Mouthfeel: Thick, dry, and oily in equal measures that complement each other rather than fight each other. A slight burn down the sides and back of the tongue, although such a small amount that it fades before it hits the throat.
Finish: Long and dry, peppery with a touch of dark cooking chocolate. Warming embers lasting long on the tip of the tongue.
On The Rocks: Pouring over some ice subtly muffles the spices and hickory salt, but not completely; obscures the malt flavours whilst really bringing out the fresh winter fruits – mainly apples and pears. The Tim Tams become more like the dark cooking chocolate that’s in the finish – taming the sweetness that the winter fruits would otherwise display. The mouthfeel also changes, thinning out a bit whilst also losing the dryness and much of the oily texture. Adding ice doesn’t really affect the finish in any material way.
Jameson Caskmates Stout Edition is a curious collaboration between Jameson and the Franciscan Well Brewery in Cork. Former Jameson whisky casks were sent to Franciscan Well to create a pot still whisky ages stout, after which those casks were returned to Jameson to once again age their pot still whisky in.
Aging whiskey in casks from liquor other than the traditional Bourbon or sherry casks is not all that uncommon these days – with pretty much every wine varietal under the sun now having its casks purloined by both Scotch Whisky and Irish Whiskey distillers, and more recently rum and beer casks being used.
I’m not normally a big Jameson fan (except in Irish coffee, for which there is no better whiskey available IMO), but with this stout edition of their new Caskmates line they have well and truly out done themselves – from a brand that I’m not normally too eager to drink has come a whisky that is probably my third favourite Irish whiskey that I have yet tried; after the Bushmills 21yo, and the Redbreast 15yo.
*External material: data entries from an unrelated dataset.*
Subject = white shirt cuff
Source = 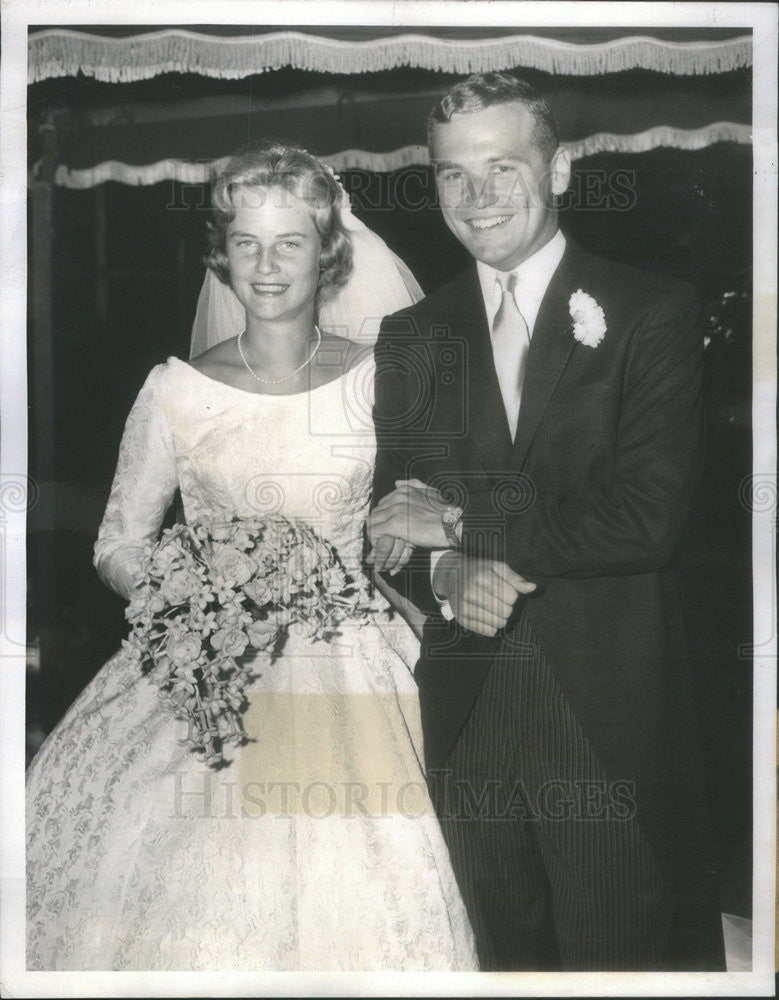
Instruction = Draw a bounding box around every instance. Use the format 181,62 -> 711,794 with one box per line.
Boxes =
429,549 -> 455,621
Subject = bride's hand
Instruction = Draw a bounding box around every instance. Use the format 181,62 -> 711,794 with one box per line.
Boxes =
366,534 -> 415,575
367,479 -> 450,552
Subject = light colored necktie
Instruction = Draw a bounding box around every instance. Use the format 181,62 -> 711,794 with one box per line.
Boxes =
491,271 -> 530,442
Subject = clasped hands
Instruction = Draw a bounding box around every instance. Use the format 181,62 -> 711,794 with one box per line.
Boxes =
366,479 -> 535,637
367,479 -> 451,573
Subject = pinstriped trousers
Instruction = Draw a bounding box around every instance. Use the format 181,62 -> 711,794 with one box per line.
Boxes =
427,616 -> 672,971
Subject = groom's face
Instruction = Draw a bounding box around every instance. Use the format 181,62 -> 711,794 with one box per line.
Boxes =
430,101 -> 569,271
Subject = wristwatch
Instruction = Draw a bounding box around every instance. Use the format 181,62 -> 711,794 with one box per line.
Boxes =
441,505 -> 464,547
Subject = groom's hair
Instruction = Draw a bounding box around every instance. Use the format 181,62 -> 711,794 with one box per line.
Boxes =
205,141 -> 353,297
427,72 -> 560,163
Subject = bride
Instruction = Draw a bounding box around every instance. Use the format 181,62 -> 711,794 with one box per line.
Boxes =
26,142 -> 477,971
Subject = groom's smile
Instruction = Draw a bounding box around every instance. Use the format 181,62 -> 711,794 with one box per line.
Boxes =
467,214 -> 513,231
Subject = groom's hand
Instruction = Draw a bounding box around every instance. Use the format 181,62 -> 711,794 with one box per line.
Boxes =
433,551 -> 536,637
367,479 -> 450,552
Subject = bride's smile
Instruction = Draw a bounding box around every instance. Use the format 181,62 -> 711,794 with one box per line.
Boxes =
250,282 -> 288,295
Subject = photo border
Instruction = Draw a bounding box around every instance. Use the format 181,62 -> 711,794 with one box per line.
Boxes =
1,1 -> 775,995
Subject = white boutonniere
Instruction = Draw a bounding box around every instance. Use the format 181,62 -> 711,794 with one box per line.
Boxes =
569,289 -> 607,348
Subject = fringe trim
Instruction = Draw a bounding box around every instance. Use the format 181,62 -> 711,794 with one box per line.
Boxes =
30,28 -> 752,83
566,121 -> 752,159
52,150 -> 425,189
52,124 -> 751,189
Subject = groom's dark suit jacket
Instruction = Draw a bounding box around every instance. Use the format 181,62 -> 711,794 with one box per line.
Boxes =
372,240 -> 719,927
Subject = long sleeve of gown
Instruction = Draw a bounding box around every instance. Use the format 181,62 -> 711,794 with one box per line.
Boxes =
93,366 -> 179,601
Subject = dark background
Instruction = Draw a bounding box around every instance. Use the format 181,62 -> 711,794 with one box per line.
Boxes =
26,81 -> 753,917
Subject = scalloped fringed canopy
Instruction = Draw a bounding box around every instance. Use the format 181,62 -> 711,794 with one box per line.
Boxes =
28,26 -> 753,188
29,27 -> 752,81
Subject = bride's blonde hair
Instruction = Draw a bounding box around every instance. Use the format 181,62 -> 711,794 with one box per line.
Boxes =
205,141 -> 353,300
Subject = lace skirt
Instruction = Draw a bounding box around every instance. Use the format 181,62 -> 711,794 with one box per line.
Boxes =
26,614 -> 478,971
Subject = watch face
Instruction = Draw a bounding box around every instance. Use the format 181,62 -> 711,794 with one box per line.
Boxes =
443,506 -> 463,527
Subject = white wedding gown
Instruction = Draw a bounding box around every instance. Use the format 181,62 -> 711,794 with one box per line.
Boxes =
26,355 -> 477,972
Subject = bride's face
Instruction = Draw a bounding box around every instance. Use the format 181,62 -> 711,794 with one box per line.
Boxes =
226,186 -> 322,326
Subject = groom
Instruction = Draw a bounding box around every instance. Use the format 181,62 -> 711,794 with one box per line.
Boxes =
367,73 -> 725,970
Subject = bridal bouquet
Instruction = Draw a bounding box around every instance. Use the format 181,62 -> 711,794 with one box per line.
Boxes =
123,516 -> 375,767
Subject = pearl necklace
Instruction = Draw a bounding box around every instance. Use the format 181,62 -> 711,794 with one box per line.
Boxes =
237,326 -> 322,385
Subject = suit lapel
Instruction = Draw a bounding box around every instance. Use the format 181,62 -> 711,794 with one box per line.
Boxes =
512,243 -> 585,468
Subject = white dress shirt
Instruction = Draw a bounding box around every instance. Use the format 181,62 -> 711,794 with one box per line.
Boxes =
477,227 -> 567,349
431,229 -> 567,617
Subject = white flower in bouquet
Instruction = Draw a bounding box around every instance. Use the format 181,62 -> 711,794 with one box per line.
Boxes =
210,625 -> 250,659
245,619 -> 278,649
209,545 -> 256,588
167,631 -> 203,667
158,567 -> 201,605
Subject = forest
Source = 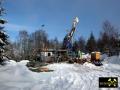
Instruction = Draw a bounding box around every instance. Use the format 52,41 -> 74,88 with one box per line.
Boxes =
0,0 -> 120,90
4,20 -> 119,61
0,0 -> 120,63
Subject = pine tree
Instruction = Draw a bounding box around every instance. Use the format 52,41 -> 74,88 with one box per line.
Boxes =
0,0 -> 9,64
86,32 -> 96,53
78,36 -> 86,52
72,41 -> 79,52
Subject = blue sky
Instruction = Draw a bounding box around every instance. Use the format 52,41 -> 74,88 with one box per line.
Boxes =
3,0 -> 120,41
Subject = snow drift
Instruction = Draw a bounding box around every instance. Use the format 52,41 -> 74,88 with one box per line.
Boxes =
103,55 -> 120,65
0,56 -> 120,90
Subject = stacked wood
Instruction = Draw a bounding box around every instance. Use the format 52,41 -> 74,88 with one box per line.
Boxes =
39,67 -> 49,72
This whiskey is extremely easy to down – and I mean extremely easy; pouring it over ice makes it almost smooth enough to drink by the pint – which could be rather dangerous on a rough night! 🙂
I do have a confession to make with the Jameson Caskmates Stout Edition: I have been through several bottles (with the help of several friends) in a record time for me, also rather unusually for me: when it was on a decent special recently – I bought half a dozen bottles. I don’t usually comment on the value of a whiskey as prices vary so much from country to country, but for the quality of this whiskey compared to the prices that I have seen for it in several countries it is a smashing buy.